John Draper (1929 – 24 December 2002) was an English professional motorcycle racer. He was a versatile rider competing in many diverse motorcycle competitions, most notably motocross in which he became the first British rider to win the European Motocross Championship in 1955. Draper also competed in trials, enduro and road racing competitions. He was a member of seven victorious British Motocross des Nations teams.

==Motorcycling career==
Born in Bishop's Cleeve, Gloucestershire, England, Draper first learned to ride motorcycles on his father's farm. At the age of 17, his riding talent earned the attention of local motorcycling star Bob Foster who helped him obtain a 350cc AJS in 1946. In 1948, he signed a contract to ride for the BSA factory racing team joining his teammate and brother-in-law, Jeff Smith.

In 1950, Draper led a British team to victory in the Motocross des Nations event in Sweden, which was considered the Olympics of motorcycling. He demonstrated his riding versatility with a victory at the 1951 Scottish Six Days Trial. A few weeks later, he competed in the 1951 Isle of Man TT 350cc and 500cc Clubman's races for amateurs and posted two third-place finishes. Draper's impressive results could have presented the opportunity for a career in road racing which was potentially more lucrative however, he stated that work on his father's farm did not allow him to take the time to pursue a serious career.

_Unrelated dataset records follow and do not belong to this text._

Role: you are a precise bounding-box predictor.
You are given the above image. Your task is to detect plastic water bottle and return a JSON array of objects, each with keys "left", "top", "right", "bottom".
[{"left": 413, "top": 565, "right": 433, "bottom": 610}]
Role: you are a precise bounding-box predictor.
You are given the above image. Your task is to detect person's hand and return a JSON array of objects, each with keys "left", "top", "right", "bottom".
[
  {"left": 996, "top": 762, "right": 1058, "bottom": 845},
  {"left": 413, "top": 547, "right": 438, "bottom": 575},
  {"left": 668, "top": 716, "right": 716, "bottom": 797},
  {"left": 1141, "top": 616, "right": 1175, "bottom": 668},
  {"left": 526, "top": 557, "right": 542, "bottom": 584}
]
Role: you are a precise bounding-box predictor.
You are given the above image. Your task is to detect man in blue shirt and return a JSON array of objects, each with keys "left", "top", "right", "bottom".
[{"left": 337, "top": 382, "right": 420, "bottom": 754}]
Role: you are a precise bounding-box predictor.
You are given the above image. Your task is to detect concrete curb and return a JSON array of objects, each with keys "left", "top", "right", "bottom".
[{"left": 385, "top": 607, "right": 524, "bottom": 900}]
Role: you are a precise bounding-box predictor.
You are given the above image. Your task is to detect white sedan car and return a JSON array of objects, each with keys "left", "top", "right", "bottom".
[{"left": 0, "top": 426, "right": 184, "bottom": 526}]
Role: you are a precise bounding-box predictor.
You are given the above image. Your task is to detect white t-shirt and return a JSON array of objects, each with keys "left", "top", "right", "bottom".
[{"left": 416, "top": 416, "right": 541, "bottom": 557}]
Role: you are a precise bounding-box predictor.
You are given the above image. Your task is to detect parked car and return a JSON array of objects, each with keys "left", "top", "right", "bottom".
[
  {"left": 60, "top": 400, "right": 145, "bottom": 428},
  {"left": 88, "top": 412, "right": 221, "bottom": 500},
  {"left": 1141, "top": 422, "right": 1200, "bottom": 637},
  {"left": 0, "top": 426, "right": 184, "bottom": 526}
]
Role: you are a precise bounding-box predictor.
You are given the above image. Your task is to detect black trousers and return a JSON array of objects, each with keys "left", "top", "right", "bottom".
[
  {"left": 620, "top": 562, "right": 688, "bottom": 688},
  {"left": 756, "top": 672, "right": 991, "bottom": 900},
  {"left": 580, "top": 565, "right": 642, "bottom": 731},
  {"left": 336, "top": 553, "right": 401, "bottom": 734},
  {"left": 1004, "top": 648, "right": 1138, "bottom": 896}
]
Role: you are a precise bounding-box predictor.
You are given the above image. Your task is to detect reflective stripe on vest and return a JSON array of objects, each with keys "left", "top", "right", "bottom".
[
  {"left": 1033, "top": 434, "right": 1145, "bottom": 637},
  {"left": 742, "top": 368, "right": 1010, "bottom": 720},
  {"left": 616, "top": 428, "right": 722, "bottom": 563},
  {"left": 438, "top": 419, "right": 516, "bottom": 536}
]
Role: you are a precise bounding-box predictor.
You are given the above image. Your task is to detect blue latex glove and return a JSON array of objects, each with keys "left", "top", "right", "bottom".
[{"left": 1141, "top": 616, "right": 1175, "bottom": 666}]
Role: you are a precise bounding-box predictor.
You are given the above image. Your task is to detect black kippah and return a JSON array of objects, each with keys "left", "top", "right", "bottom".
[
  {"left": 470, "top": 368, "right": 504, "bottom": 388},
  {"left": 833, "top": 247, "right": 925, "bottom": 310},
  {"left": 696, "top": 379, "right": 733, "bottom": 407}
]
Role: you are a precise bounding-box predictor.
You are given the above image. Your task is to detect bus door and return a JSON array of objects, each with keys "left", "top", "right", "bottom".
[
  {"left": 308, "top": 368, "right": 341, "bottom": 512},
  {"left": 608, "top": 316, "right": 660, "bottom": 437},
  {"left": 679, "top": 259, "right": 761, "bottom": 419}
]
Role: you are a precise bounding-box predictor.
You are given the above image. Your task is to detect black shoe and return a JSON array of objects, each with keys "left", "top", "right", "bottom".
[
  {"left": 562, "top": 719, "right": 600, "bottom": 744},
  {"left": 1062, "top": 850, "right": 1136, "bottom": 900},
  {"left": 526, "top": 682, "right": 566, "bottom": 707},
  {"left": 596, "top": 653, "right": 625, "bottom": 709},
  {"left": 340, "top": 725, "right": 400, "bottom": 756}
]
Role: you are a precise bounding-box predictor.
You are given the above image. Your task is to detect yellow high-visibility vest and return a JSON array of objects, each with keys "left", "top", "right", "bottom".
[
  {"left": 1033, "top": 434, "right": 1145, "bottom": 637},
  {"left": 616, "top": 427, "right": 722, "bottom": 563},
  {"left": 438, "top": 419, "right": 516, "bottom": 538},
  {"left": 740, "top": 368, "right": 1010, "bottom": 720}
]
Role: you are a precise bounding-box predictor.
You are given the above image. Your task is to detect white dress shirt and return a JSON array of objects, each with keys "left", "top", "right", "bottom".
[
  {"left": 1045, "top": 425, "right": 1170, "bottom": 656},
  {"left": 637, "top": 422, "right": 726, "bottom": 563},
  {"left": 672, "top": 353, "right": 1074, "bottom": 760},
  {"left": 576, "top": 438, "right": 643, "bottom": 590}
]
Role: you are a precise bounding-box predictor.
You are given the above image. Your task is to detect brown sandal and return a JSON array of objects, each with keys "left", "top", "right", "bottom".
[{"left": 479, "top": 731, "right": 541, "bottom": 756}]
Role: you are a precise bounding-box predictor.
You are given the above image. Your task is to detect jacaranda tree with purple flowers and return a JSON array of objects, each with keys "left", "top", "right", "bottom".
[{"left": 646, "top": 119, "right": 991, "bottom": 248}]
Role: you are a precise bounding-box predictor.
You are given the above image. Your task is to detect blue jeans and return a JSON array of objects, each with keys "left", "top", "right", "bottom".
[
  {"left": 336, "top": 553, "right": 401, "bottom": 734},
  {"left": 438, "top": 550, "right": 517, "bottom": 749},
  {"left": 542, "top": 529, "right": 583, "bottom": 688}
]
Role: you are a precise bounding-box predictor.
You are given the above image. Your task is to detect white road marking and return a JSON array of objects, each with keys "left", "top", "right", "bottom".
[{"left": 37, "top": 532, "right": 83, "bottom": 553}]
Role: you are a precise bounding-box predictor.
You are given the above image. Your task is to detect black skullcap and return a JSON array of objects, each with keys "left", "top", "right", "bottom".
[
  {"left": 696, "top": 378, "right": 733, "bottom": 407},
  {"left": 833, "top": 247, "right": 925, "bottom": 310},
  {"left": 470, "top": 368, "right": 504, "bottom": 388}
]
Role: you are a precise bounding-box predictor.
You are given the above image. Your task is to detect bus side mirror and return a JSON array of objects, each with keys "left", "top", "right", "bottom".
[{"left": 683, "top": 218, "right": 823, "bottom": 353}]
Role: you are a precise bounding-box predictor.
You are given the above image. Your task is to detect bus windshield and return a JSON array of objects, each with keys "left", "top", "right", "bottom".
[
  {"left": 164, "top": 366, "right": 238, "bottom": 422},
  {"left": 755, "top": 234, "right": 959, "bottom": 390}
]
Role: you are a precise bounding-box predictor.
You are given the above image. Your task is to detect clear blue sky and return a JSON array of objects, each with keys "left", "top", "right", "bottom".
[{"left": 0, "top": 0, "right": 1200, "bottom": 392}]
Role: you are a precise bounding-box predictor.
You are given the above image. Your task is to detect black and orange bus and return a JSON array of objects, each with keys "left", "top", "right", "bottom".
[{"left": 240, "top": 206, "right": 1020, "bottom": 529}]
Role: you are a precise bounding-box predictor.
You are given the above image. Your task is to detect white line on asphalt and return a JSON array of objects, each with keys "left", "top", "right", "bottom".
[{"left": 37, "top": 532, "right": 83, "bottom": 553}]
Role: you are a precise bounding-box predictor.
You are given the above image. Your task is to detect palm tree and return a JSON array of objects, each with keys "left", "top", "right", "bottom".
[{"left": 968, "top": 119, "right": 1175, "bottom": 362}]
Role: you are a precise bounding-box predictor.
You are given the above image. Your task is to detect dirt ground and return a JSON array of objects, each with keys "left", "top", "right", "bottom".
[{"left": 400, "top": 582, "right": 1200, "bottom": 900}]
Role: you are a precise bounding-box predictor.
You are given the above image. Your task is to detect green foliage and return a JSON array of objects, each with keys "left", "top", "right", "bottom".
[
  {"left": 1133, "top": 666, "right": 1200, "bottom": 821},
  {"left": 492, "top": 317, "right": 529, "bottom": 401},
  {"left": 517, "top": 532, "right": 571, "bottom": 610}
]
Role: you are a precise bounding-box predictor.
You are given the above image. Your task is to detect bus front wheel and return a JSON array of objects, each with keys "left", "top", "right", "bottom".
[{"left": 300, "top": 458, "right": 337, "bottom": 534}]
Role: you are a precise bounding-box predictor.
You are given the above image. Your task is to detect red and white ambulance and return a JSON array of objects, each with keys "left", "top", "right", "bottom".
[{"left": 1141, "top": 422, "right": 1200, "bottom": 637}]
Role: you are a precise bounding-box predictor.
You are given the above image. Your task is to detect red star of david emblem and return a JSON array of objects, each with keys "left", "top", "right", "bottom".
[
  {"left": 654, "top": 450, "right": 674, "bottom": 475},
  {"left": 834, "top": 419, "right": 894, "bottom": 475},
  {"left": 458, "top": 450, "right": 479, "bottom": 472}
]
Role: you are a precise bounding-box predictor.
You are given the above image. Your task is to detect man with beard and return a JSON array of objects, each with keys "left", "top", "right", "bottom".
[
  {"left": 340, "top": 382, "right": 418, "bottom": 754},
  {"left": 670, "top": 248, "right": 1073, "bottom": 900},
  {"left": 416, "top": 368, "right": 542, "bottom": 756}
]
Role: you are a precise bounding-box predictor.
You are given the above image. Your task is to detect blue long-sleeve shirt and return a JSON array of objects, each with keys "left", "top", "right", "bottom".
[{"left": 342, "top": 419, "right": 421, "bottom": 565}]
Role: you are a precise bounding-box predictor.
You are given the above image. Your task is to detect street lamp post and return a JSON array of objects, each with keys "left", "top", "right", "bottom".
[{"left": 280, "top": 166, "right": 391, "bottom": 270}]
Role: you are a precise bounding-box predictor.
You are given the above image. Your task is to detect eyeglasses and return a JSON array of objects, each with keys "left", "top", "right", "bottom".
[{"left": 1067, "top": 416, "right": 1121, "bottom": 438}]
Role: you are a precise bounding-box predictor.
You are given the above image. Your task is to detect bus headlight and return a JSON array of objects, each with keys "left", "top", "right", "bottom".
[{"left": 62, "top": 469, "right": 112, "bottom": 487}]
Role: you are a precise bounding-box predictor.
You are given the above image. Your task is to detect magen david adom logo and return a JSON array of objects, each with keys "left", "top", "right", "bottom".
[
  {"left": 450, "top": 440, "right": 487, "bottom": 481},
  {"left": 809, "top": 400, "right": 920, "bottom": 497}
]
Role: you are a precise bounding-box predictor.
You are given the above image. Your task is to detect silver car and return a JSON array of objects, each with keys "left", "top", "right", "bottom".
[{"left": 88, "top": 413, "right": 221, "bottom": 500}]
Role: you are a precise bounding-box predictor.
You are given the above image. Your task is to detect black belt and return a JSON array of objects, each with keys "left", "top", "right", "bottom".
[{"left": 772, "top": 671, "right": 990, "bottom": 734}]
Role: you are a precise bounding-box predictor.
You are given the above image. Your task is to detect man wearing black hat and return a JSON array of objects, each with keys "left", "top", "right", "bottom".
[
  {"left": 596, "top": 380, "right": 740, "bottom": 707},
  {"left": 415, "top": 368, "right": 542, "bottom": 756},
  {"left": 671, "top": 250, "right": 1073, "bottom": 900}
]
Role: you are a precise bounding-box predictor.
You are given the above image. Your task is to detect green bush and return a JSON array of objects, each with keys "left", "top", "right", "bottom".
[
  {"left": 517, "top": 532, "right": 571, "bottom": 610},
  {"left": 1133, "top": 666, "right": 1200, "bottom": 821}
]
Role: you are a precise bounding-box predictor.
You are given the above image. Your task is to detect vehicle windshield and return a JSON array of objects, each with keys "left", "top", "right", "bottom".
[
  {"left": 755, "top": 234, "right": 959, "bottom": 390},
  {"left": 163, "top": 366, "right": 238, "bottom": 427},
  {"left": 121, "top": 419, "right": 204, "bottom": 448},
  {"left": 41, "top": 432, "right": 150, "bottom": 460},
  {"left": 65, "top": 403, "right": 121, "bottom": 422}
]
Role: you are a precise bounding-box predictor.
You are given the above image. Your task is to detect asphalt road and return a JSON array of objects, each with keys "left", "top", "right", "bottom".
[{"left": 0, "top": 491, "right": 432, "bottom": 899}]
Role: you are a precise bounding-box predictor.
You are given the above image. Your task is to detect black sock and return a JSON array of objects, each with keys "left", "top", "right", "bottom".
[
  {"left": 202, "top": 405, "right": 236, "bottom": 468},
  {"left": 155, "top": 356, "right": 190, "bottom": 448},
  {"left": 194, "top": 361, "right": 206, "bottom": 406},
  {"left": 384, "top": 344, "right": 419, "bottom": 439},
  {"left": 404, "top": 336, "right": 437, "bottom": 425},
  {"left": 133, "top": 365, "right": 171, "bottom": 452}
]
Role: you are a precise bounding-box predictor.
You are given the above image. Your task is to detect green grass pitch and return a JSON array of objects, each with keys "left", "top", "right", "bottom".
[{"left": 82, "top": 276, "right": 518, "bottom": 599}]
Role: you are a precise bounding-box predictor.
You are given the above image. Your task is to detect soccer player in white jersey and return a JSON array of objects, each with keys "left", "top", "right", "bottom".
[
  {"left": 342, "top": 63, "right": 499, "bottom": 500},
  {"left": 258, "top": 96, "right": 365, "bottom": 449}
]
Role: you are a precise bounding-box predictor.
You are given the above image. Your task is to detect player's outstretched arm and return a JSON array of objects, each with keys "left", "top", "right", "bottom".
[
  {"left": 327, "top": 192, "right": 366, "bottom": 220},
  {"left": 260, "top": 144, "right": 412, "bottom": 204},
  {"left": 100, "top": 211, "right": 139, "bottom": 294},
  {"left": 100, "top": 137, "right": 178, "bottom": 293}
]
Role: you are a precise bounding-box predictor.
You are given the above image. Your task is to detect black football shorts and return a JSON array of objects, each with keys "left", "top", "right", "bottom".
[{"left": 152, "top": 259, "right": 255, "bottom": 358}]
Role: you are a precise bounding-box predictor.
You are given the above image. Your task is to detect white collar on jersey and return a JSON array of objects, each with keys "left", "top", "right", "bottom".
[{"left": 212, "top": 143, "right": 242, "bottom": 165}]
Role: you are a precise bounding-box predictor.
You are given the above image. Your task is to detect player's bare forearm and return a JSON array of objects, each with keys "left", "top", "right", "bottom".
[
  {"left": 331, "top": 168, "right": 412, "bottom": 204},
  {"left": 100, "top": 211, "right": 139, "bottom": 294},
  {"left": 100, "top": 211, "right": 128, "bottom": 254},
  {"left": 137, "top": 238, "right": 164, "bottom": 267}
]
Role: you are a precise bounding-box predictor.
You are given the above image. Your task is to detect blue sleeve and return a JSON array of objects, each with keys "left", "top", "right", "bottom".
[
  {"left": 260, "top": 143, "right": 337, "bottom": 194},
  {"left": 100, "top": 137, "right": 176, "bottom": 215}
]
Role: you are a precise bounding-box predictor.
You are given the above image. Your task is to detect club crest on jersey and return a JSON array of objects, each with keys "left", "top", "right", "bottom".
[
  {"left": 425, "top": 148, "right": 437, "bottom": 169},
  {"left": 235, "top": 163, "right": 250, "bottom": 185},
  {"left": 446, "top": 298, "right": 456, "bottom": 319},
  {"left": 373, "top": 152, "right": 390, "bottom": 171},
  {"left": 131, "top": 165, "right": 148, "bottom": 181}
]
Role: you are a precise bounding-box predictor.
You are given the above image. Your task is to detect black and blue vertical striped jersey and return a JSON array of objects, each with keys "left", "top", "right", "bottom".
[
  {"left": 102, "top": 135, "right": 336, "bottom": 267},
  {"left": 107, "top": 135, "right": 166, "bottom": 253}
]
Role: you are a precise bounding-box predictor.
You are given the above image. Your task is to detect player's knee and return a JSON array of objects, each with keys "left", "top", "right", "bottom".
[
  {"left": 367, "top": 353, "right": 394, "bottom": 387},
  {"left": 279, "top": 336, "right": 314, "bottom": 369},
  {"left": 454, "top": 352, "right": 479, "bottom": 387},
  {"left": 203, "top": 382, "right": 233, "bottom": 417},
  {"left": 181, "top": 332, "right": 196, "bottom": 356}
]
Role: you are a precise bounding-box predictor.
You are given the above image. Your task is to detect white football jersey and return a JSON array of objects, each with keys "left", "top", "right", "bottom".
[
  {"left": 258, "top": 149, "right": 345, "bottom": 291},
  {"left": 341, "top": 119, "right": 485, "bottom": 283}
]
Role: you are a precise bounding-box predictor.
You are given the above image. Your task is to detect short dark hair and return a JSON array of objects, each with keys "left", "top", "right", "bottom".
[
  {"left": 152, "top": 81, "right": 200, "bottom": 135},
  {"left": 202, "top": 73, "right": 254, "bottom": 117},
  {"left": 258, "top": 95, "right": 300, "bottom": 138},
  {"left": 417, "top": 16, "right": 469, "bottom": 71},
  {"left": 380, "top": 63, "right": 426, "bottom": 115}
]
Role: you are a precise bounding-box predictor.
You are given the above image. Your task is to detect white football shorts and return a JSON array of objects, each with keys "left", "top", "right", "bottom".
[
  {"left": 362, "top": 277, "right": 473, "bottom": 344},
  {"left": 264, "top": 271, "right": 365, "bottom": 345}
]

Draper joined the Norton racing team in 1952 and nearly won a second time at the Scottish Six Days Trial but, tire troubles held him to a second-place finish. With the Norton factory focusing their activities on road racing, Draper returned to BSA in 1953. He turned his attention to the 500cc European Motocross Championships competing against the best riders in Europe. The European championship was considered to be the world championship at the time, as the sport of motocross had yet to develop outside of Europe. He won the championship in 1955 by one point over BSA teammate Bill Nilsson, becoming the first British rider to win the European Motocross Championship. In the 1956 500cc European Motocross Championships, he finished second to countryman, Les Archer, Jr.

Draper won five Grand Prix victories during his international racing career and was a member of seven victorious British Motocross des Nations teams (1949, 1950, 1953, 1954, 1956, 1957, 1959). He was also the top individual points scorer at the 1950 Motocross des Nations event.

Draper's motorcycle competition career extended into the 1960s; he also represented the United Kingdom in the International Six Days Trial. He continued to ride BSA after his factory contract had lapsed and never admitted to having retired from competition. Draper died at the age of 73.